BnF, Mss, NAF 16340, f. 129-130
Transcription de Madeleine Liszewski assistée de Jean-Marc Hovasse


6 décembre [1839], vendredi soir, 8 h.

Tu n’es pas revenu, mon bon petit homme, et je suis autorisée à croire que tu as trouvé l’académicien [au gîte ?], ce qui ne veut pas dire la pie au nid. Moi, j’ai attendu Mme Pierceau une demi-heure pendant laquelle je me suis décrottée et j’ai lu la vie de Fénelon, ce qui m’a un peu allongé le mien, de nez, ainsi que me le présageait le titre de cette histoire embêtante plus qu’édifiante. Après avoir lu, j’ai eu le petit qui venait devant pour m’annoncer sa mère et pour me faire prendre patience. Nous venons de dîner à présent mais comme je n’avais pas de papier, je n’ai pas tu t’écrire plus tôta. Tu serais bien gentil si tu venais tout de suite n’importe pour quelle raison, la meilleure et celle qui me plairait le plus serait celle de me voir et de m’apporter votre joli petit museau à baiser.

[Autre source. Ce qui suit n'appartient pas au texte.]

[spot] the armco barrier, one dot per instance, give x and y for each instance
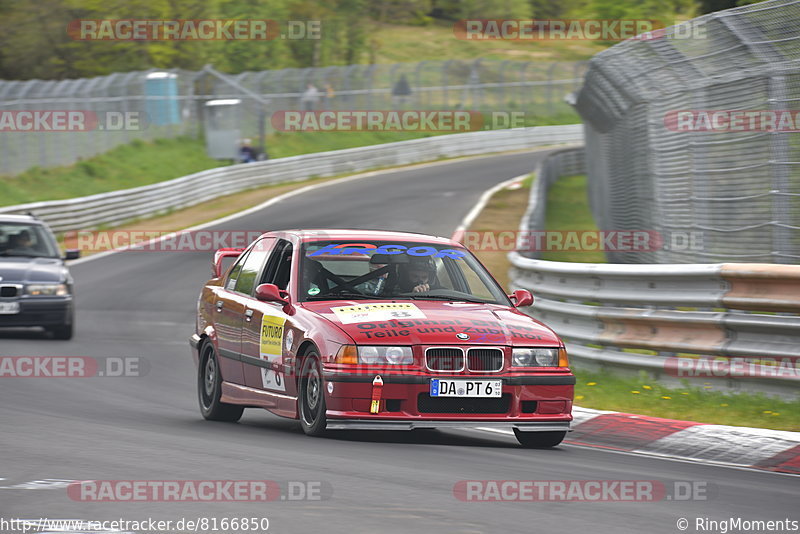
(744, 315)
(119, 206)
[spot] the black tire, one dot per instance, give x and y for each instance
(61, 332)
(311, 398)
(539, 440)
(209, 389)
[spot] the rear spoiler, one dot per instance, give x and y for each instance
(219, 255)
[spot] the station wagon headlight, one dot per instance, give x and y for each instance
(380, 355)
(39, 290)
(535, 357)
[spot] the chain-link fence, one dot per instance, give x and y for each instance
(171, 103)
(698, 130)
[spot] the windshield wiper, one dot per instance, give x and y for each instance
(444, 297)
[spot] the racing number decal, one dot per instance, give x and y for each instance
(272, 351)
(366, 313)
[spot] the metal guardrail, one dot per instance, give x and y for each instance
(170, 103)
(116, 207)
(736, 184)
(740, 313)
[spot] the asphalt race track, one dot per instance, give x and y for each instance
(149, 428)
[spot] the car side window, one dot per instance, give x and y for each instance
(279, 269)
(246, 281)
(230, 283)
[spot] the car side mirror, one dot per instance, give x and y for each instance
(521, 298)
(221, 254)
(271, 293)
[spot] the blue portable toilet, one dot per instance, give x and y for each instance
(162, 103)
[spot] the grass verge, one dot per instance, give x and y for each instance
(604, 391)
(567, 208)
(143, 163)
(131, 165)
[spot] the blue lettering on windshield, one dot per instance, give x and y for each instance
(421, 250)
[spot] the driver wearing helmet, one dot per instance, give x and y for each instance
(418, 275)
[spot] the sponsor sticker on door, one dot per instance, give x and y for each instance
(377, 312)
(271, 351)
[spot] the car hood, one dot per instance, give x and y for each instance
(421, 322)
(21, 270)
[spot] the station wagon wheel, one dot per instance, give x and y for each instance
(312, 396)
(539, 440)
(209, 389)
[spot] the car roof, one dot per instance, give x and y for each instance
(329, 234)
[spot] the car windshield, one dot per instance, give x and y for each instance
(26, 240)
(369, 269)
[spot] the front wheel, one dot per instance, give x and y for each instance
(209, 389)
(312, 396)
(539, 440)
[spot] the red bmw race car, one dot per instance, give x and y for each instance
(346, 329)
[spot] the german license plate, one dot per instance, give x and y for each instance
(9, 308)
(441, 387)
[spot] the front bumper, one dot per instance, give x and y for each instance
(388, 424)
(541, 402)
(40, 311)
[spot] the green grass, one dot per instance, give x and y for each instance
(604, 391)
(131, 165)
(568, 209)
(396, 43)
(283, 144)
(142, 163)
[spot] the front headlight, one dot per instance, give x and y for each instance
(380, 355)
(534, 357)
(41, 290)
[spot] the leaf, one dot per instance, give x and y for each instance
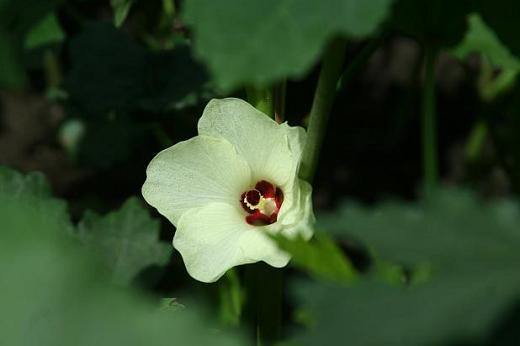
(259, 42)
(54, 293)
(126, 240)
(121, 9)
(33, 187)
(45, 32)
(12, 74)
(481, 39)
(441, 23)
(501, 16)
(320, 257)
(110, 72)
(471, 250)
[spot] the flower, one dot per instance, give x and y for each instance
(230, 187)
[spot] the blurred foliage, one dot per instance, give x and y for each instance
(440, 23)
(481, 39)
(260, 42)
(320, 257)
(466, 252)
(126, 239)
(112, 82)
(69, 300)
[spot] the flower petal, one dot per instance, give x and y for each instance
(215, 238)
(297, 218)
(272, 150)
(193, 173)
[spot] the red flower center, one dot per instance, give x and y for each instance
(262, 203)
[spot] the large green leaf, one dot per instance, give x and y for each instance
(481, 39)
(440, 23)
(127, 240)
(258, 42)
(501, 16)
(121, 9)
(45, 32)
(12, 74)
(320, 257)
(53, 293)
(33, 186)
(111, 72)
(468, 250)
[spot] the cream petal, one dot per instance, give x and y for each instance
(193, 173)
(296, 218)
(272, 150)
(215, 238)
(257, 246)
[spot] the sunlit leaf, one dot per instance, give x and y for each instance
(127, 240)
(53, 293)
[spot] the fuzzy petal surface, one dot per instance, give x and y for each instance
(272, 150)
(194, 173)
(215, 238)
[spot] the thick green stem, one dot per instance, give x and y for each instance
(321, 107)
(264, 300)
(279, 101)
(429, 128)
(261, 99)
(264, 283)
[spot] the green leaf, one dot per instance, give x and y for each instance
(45, 32)
(440, 23)
(470, 249)
(258, 42)
(481, 39)
(121, 9)
(34, 187)
(501, 16)
(320, 257)
(127, 240)
(12, 74)
(53, 293)
(111, 72)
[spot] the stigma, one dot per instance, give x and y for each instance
(262, 203)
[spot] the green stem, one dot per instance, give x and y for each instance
(321, 106)
(264, 283)
(429, 129)
(265, 294)
(279, 101)
(261, 99)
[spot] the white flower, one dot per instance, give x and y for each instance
(229, 187)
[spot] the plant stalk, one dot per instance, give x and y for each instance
(429, 127)
(261, 99)
(321, 107)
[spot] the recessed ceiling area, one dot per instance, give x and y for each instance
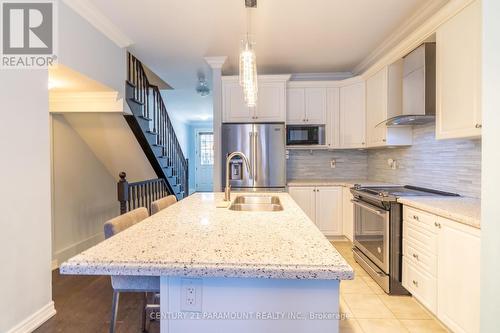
(292, 36)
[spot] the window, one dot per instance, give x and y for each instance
(206, 148)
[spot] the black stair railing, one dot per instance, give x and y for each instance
(140, 194)
(155, 111)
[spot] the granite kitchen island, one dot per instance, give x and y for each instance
(245, 271)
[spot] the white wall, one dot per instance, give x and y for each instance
(25, 222)
(490, 212)
(84, 193)
(86, 50)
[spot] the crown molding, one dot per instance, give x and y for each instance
(418, 36)
(333, 76)
(216, 62)
(90, 13)
(405, 29)
(100, 101)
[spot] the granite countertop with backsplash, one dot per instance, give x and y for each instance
(461, 209)
(194, 238)
(333, 182)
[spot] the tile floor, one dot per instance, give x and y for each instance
(369, 310)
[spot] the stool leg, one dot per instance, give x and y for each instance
(114, 311)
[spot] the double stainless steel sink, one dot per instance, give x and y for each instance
(256, 203)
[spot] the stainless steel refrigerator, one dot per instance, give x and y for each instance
(264, 146)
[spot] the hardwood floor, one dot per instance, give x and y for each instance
(83, 304)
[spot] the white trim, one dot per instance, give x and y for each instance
(64, 254)
(35, 320)
(418, 36)
(334, 76)
(94, 16)
(405, 29)
(216, 62)
(100, 101)
(267, 78)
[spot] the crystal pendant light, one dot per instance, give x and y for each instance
(248, 64)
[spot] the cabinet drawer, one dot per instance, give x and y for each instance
(420, 236)
(419, 217)
(420, 258)
(421, 285)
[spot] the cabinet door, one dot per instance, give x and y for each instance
(304, 197)
(458, 276)
(332, 119)
(376, 108)
(296, 106)
(347, 214)
(316, 106)
(352, 116)
(329, 210)
(271, 102)
(235, 108)
(458, 72)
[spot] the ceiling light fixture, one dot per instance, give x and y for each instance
(248, 64)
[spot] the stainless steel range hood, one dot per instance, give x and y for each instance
(419, 87)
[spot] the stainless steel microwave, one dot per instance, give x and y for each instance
(305, 135)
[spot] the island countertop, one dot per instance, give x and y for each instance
(194, 238)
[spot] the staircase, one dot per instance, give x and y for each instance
(153, 129)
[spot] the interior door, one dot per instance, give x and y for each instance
(204, 161)
(268, 157)
(237, 137)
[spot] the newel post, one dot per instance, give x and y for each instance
(122, 187)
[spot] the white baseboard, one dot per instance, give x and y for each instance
(34, 321)
(64, 254)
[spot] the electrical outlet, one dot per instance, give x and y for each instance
(191, 292)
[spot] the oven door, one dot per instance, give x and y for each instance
(371, 233)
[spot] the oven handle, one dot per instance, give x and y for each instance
(369, 207)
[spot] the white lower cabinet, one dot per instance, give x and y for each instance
(441, 268)
(323, 205)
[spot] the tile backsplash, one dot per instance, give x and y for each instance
(448, 165)
(315, 164)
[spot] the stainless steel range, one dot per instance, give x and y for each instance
(378, 226)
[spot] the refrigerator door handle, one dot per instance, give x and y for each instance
(252, 170)
(254, 154)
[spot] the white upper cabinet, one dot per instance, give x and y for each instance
(383, 101)
(296, 105)
(316, 106)
(351, 129)
(306, 105)
(271, 100)
(458, 71)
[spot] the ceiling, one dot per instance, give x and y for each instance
(292, 36)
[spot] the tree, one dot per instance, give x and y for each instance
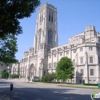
(64, 69)
(4, 73)
(13, 10)
(8, 48)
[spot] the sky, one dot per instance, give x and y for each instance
(73, 17)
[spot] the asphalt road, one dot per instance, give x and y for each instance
(27, 91)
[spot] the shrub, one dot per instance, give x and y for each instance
(4, 74)
(14, 76)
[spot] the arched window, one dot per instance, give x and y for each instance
(39, 35)
(50, 37)
(55, 64)
(52, 17)
(49, 65)
(49, 15)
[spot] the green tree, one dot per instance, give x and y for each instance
(11, 12)
(4, 73)
(64, 69)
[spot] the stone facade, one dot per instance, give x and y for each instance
(83, 49)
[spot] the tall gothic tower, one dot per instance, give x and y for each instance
(46, 36)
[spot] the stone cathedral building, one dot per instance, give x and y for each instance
(83, 49)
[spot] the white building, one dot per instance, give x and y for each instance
(83, 49)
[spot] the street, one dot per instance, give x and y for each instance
(36, 91)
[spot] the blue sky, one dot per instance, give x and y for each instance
(73, 17)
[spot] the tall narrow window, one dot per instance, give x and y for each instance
(52, 17)
(49, 15)
(39, 35)
(91, 72)
(81, 72)
(90, 48)
(55, 64)
(91, 59)
(49, 65)
(50, 37)
(81, 60)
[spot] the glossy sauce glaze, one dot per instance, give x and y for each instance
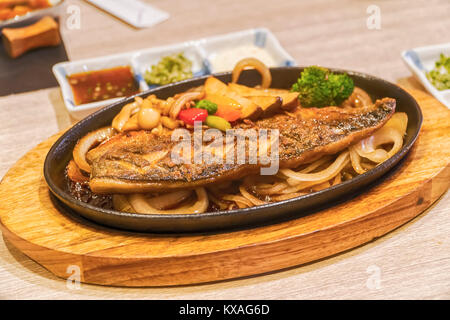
(103, 84)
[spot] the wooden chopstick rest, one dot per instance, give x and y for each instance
(43, 33)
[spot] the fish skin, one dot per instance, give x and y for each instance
(118, 165)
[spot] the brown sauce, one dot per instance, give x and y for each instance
(103, 84)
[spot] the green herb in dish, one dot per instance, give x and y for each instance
(319, 87)
(169, 69)
(440, 75)
(211, 107)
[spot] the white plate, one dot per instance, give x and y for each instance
(421, 60)
(134, 12)
(198, 51)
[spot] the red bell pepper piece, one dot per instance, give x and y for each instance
(228, 113)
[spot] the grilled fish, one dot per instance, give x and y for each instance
(139, 161)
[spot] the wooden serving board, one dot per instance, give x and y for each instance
(60, 241)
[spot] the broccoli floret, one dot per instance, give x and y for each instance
(318, 87)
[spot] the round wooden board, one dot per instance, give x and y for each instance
(58, 241)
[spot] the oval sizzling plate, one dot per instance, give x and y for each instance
(61, 152)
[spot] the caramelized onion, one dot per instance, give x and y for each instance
(140, 204)
(181, 101)
(124, 115)
(169, 200)
(74, 173)
(256, 64)
(326, 174)
(87, 142)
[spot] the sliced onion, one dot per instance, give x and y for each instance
(121, 203)
(181, 101)
(140, 203)
(87, 142)
(328, 173)
(169, 200)
(124, 115)
(249, 196)
(368, 148)
(356, 160)
(74, 173)
(256, 64)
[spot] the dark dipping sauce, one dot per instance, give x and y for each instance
(103, 84)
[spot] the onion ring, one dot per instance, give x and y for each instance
(140, 204)
(181, 102)
(256, 64)
(87, 142)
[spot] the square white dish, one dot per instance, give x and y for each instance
(198, 51)
(63, 69)
(260, 38)
(134, 12)
(144, 59)
(421, 60)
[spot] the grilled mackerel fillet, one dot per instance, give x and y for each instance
(139, 161)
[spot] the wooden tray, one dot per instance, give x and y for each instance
(59, 241)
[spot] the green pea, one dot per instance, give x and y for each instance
(218, 123)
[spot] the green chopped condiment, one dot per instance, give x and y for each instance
(440, 75)
(169, 69)
(211, 107)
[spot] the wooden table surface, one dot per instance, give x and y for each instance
(413, 262)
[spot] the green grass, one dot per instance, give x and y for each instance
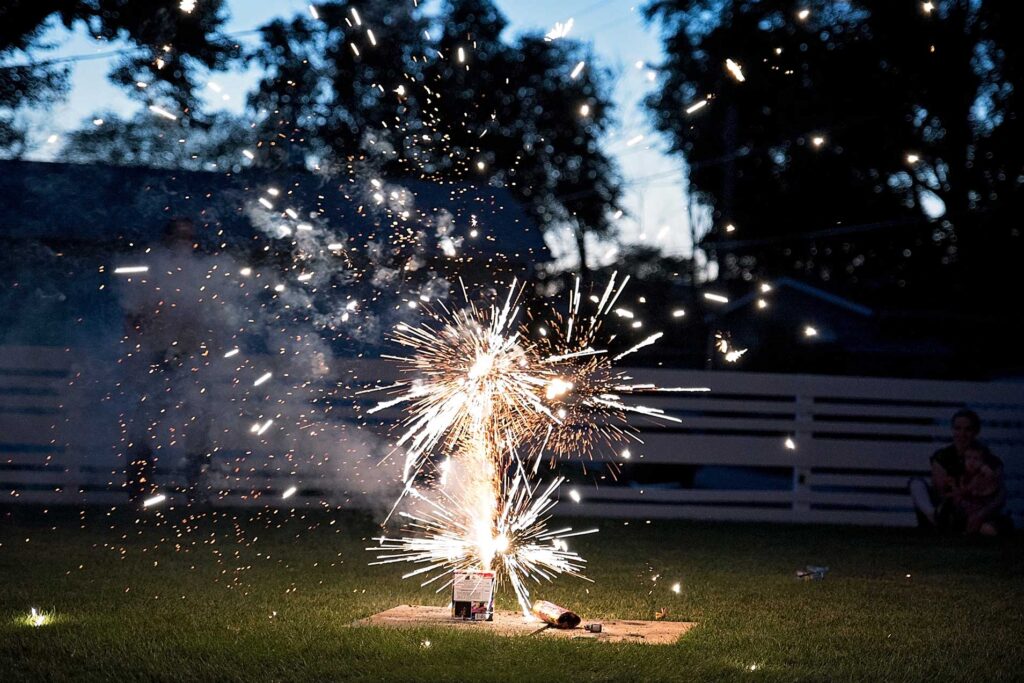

J’ai peur que Suzanne ne me mette le feu chez moi, je ne sais pas pourquoi l’ineptie de cette fille m’effraie au dernier point. C’est une bonne créature mais si stupide que c’en est effrayant ; enfin si cela arrivait tu m’achèterais un lit de sangle, voilà tout, et pour peu que tu viennes toutes les nuits coucher dessus je ne regretterai pas le beau lit doré, je t’assure bien et tu me crois, n’est-ce pas, quand je te dis cela ? Car c’est la vraie vérité comme mon amour, comme ma fidélité et comme mon adoration pour toute ta chère petite personne.

Juliette

BnF, Mss, NAF 16340, f. 131-132
Transcription de Madeleine Liszewski assistée de Jean-Marc Hovasse

a) « plutôt ».

Notes

[1Juliette a l’habitude d’accompagner Hugo dans les rues de Paris lorsqu’il se rend chez les Académiciens dans le cadre de sa campagne.